@consolation:
Thanks, I thought that lactose would be a problem if someone was diabetic…guess not:)
I like the idea of subsituting for cheese, avocados have a unique texture, hummus could replace some of the places you use cheese (it is great on sandwiches or as a spread with vegetables).
As far as the cuisines where they eat grains, like the french and the Italians, keep in mind a couple of things. For one thing, the amount they eat in general is traditionally less than here, and they tend to eat things in a balance we don’t. Yes, the french eat bread, but they have a couple of small slices of it, they don’t eat a whole loaf. Likewise, while pasta is a staple in italy, along with bread, they don’t eat a 5 pound bowl of pasta. Risotto again was not eaten the way we did, and Polenta, a staple of the north (which was served as a mush, fried, and so forth) would be balanced out by other things, and they would eat a fraction of what a restaurant portion of that is.
The other thing you have to keep in mind is that those diets were eaten by people who were active, these were basically peasant diets, the people eating these diets were people who worked hard each day to keep going. My father was from southern Italy, and the things they ate were simple, they would eat things like bread dipped in olive oil that had had onions cooked in it, or they would eat past with a simple tomato sauce, they would have bread, of course, but again it wasn’t with butter…and they were physically active, walked all over. And the bread itself was simple, likely would be more whole grain, and it certainly wouldn’t contain the crap a lot of bread here contains, especially sugar.
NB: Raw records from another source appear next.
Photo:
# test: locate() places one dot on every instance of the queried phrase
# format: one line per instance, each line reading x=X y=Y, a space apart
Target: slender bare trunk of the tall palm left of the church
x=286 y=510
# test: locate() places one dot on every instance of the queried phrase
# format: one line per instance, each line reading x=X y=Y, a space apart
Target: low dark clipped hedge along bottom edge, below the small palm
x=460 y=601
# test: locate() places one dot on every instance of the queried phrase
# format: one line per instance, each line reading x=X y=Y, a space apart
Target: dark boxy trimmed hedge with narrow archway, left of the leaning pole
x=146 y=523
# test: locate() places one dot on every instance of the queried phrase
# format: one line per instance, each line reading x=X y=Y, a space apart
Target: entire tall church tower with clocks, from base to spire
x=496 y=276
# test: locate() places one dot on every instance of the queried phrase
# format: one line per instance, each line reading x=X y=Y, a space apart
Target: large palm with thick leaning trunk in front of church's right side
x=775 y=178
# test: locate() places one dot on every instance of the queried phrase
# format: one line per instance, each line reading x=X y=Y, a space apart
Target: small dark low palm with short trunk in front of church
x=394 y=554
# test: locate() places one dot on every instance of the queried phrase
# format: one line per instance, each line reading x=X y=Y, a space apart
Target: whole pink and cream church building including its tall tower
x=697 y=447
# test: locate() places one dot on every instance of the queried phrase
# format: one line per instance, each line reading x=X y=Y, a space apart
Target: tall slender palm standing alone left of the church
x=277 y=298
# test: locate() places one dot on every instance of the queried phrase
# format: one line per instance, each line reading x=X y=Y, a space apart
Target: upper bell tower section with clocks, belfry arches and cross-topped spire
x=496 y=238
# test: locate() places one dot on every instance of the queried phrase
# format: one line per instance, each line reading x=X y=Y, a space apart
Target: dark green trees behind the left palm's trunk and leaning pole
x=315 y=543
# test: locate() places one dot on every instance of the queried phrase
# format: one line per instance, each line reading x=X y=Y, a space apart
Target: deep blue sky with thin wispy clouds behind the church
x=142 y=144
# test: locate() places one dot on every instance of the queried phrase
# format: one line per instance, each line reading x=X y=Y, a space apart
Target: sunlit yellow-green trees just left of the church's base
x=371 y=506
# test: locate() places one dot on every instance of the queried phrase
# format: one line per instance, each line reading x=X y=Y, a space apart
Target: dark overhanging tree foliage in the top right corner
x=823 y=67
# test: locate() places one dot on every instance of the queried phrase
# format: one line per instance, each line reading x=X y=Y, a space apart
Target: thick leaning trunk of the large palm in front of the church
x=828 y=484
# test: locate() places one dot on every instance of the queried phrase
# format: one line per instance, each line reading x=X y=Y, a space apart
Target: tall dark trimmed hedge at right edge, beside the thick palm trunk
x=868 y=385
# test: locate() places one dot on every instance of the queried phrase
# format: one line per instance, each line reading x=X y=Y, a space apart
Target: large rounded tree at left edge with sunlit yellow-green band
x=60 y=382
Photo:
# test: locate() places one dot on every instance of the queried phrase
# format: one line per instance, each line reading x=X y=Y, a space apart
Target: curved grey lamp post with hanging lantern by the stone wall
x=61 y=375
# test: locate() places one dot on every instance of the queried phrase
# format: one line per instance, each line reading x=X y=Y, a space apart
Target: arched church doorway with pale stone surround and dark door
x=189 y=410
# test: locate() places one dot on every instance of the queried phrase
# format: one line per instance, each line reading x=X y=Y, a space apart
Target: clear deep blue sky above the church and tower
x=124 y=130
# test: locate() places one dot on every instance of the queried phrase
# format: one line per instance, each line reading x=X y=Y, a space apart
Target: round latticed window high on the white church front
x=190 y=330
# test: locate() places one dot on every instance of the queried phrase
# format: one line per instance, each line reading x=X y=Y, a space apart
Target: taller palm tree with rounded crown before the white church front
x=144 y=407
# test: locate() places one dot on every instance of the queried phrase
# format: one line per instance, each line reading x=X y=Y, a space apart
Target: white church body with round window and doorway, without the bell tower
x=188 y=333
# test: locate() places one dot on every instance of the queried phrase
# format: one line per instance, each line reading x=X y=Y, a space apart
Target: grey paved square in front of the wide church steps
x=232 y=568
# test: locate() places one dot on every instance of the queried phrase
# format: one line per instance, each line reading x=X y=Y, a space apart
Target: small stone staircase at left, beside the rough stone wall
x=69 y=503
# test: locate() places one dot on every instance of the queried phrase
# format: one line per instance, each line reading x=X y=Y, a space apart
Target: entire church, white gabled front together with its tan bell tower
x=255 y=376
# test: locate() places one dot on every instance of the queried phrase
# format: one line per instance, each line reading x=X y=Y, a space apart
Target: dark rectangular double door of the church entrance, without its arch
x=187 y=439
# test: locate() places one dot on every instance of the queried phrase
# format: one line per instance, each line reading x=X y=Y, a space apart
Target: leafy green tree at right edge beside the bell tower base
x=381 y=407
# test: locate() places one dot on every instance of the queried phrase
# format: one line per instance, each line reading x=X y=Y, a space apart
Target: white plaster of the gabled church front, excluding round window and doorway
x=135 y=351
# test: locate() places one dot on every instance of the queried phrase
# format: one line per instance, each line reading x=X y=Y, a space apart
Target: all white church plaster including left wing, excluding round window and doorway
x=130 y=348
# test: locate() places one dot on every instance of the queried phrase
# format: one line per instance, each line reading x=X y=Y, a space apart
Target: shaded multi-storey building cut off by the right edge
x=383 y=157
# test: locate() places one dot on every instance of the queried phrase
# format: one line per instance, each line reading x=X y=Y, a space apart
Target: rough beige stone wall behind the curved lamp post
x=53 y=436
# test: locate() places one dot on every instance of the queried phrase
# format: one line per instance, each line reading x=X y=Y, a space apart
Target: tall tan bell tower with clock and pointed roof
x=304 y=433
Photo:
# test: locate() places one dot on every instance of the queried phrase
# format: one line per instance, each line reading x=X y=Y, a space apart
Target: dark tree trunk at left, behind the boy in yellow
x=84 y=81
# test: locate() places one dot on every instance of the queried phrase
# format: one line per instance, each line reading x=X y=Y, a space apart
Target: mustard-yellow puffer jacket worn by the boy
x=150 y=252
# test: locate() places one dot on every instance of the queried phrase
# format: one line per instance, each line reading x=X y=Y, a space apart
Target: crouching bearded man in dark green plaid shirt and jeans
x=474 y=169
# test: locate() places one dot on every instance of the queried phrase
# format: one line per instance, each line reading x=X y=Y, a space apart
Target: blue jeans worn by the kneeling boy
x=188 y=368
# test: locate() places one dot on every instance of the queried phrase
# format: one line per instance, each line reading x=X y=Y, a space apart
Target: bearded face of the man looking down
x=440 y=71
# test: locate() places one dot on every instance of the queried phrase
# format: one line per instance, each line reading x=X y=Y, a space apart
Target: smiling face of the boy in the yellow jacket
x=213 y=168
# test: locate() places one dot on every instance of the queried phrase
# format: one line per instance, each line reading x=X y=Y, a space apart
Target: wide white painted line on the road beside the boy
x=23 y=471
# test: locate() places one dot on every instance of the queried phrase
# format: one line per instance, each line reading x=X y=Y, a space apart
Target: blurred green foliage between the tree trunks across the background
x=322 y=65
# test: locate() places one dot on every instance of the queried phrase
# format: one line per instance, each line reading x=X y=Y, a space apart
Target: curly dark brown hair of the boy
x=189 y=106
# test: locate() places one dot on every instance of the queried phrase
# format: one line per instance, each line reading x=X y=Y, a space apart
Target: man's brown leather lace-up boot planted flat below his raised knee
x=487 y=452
The problem here is that the portion sizes are huge, and often what is being consumed as carbs is processed crap, with sugar in it, and it is out of balance with everything else. Though I am not going to disagree that our diets were thrown out of whack with the whole food pyramid based on grains and the like, and that carbs, especially sugar, creeped into so much of our diet, with no thanks to the medical profession (anyone remember doctors recommending the no fat food products out there, that were loaded with sugar…). It is one of the big problems with taking diets out of context without looking at the other factors. Put it this way, if you looked at the diets in eastern Europe where my wife came from, where the diet was laden with pork and root vegetables and they cooked with bacon grease and duck fat and the like, it would look like no one would live past 25…but that diet was from a time when people were doing heavy labor every day, and that makes a difference, eating the same kind of diet as a sedentary office worker is different than someone working on a farm.